Foreigners in China WeChat group investigated after racial slurs, Nanking massacre references
Social media erupts over screenshots of derogatory messages described as anti-Chinese hate speech
Two foreigners in China are being investigated by Shenzhen Cyber police in Guangdong province, southeastern China, after allegedly posting anti-Chinese hate speech and slurs relating to the Nanking massacre in an English-language WeChat group chat.
Screenshots from the group chat purport to show two members using racially derogatory language and making allusions to the 1937 Japanese mass murder of 300,000 Chinese at the place now called Nanjing.
The messages, which appear to have been sent last week, were mainly directed towards one group member, who objected to the use of a racial slur in the chat. He was identified as Chinese in a local media report.
“Wow since when this group turn racial [sic],” asked the user, identified by local media as a Shenzhen resident, known by the handle Master Gao.
His message was followed by responses from two others in the 88-person chat group accusing Chinese people of being “cowards” and directly referencing the massacre.
The screenshots have spread across Chinese social media, prompting an outpouring of anger, as well as coverage of the story in the Modern Express newspaper, 1,400km (870 miles) away in Nanjing, Jiangsu province, in eastern China.
The social media furore was further stoked when a media report suggested one of the foreign men involved was an English-language teacher.
The incident comes less than a week after the first prosecution under China’s new Heroes and Martyrs Protection Law, enacted on May 1, which outlaws defaming or insulting communist war heroes and martyrs.
In that case, a “rage comics” company was ordered to pay 100,000 yuan (US$14,500) in damages to the family of communist civil war hero Ye Ting.

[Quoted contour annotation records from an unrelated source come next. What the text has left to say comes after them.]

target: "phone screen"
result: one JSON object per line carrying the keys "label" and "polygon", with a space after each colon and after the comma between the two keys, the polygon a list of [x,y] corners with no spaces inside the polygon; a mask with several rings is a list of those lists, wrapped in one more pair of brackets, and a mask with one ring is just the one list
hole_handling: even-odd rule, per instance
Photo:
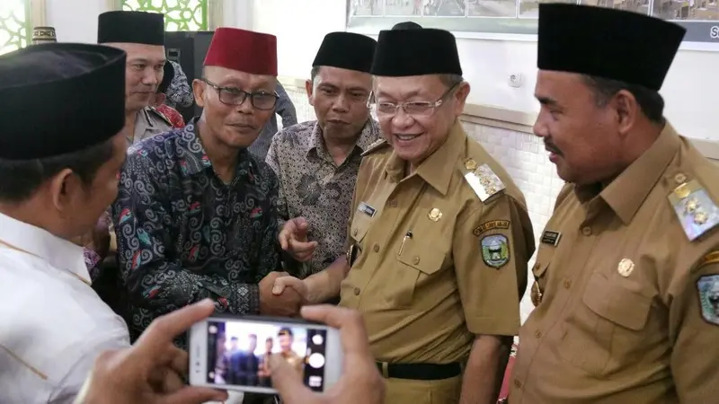
{"label": "phone screen", "polygon": [[311,390],[324,388],[325,329],[210,319],[207,330],[209,384],[271,389],[268,359],[278,356]]}

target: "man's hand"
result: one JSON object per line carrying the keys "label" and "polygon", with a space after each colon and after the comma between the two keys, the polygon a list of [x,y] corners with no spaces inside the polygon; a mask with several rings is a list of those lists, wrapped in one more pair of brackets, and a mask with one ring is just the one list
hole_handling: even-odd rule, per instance
{"label": "man's hand", "polygon": [[292,290],[297,292],[300,297],[302,297],[303,302],[307,302],[307,294],[309,293],[307,285],[301,279],[297,279],[297,277],[291,276],[275,278],[275,285],[272,287],[272,294],[279,296],[282,294],[282,293],[288,287],[290,287]]}
{"label": "man's hand", "polygon": [[215,310],[206,300],[162,316],[150,324],[139,339],[122,350],[102,353],[76,404],[200,404],[224,401],[227,394],[184,384],[187,353],[173,339]]}
{"label": "man's hand", "polygon": [[276,295],[272,290],[275,280],[280,277],[287,277],[287,272],[271,272],[260,281],[260,313],[268,316],[293,317],[299,312],[304,303],[302,296],[293,289],[286,290]]}
{"label": "man's hand", "polygon": [[317,242],[307,242],[309,224],[304,217],[295,217],[285,222],[278,237],[280,246],[299,262],[306,262],[315,253]]}
{"label": "man's hand", "polygon": [[385,400],[385,382],[369,352],[362,316],[356,311],[331,305],[305,306],[302,317],[340,329],[344,351],[344,373],[326,392],[313,392],[302,383],[297,372],[279,356],[270,366],[272,386],[285,404],[380,404]]}

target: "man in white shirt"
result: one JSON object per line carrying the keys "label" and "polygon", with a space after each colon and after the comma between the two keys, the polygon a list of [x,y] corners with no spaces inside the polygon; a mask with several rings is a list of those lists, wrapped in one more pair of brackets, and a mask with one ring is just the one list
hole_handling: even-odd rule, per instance
{"label": "man in white shirt", "polygon": [[0,57],[0,403],[70,403],[101,352],[129,346],[69,241],[117,194],[125,66],[98,45]]}

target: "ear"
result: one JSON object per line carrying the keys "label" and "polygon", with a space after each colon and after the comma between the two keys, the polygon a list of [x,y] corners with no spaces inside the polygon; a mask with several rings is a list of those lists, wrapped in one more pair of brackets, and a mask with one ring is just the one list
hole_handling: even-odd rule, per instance
{"label": "ear", "polygon": [[457,85],[454,93],[454,113],[456,116],[460,116],[465,113],[465,104],[466,103],[466,97],[469,95],[469,83],[463,82]]}
{"label": "ear", "polygon": [[610,105],[617,113],[619,135],[626,136],[634,127],[642,112],[636,98],[628,91],[620,90],[612,98]]}
{"label": "ear", "polygon": [[312,100],[313,91],[315,90],[314,85],[315,83],[313,83],[312,80],[305,81],[305,91],[307,92],[307,102],[309,102],[309,104],[312,106],[315,106],[314,101]]}
{"label": "ear", "polygon": [[72,205],[76,203],[78,192],[84,192],[80,178],[75,175],[72,170],[64,169],[55,174],[49,180],[49,192],[52,196],[52,204],[63,215],[68,212]]}
{"label": "ear", "polygon": [[167,100],[167,95],[165,95],[164,92],[158,92],[155,94],[155,106],[159,107],[164,103],[165,100]]}
{"label": "ear", "polygon": [[195,95],[195,103],[200,108],[205,108],[205,91],[208,83],[200,79],[192,80],[192,93]]}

It is unlikely the same civil law, which is geared towards cases of defamation against a specific individual, would apply in a general case referencing a historical event, such as this one.
However, the heroes and martyrs law is indicative of a trend within China towards tighter control of speech around historical events.
According to Fu Hualing, professor in the faculty of law at the University of Hong Kong, the new law does indicate greater scrutiny of public commentary.
“This is one example of the tightened control in this particular field, but it’s a reflection of a general crackdown on speech in China,” he said.
According to Fu, social media posts such as the ones at the centre of the latest controversy, generally would not result in criminal charges.
“The response would have more to do with general internet management and control,” he said, noting that usually in these cases posts are deleted and accounts closed.
Criminal charges laid against social media users for “disturbing public order” more often would be for specific posts criticising government policy, Fu said.
He also noted those cases typically related to the Twitter-like Weibo, which is more public than a WeChat group conversation, which is only open to a limited number of members.
Previous cases involving public posts about the highly sensitive topic of the 1937 massacre have had consequences ranging from fines and detentions to social pressure to apologise.
Last December, in separate cases, a Hebei man and a Jiangsu man were detained by police for 15 and 10 days respectively for insulting victims of the massacre, according to local media.
In August, the account of a popular host on the live-streaming site Douyu was pulled after comments she made in 2016 came to light in which she described a massacre-related live game stream.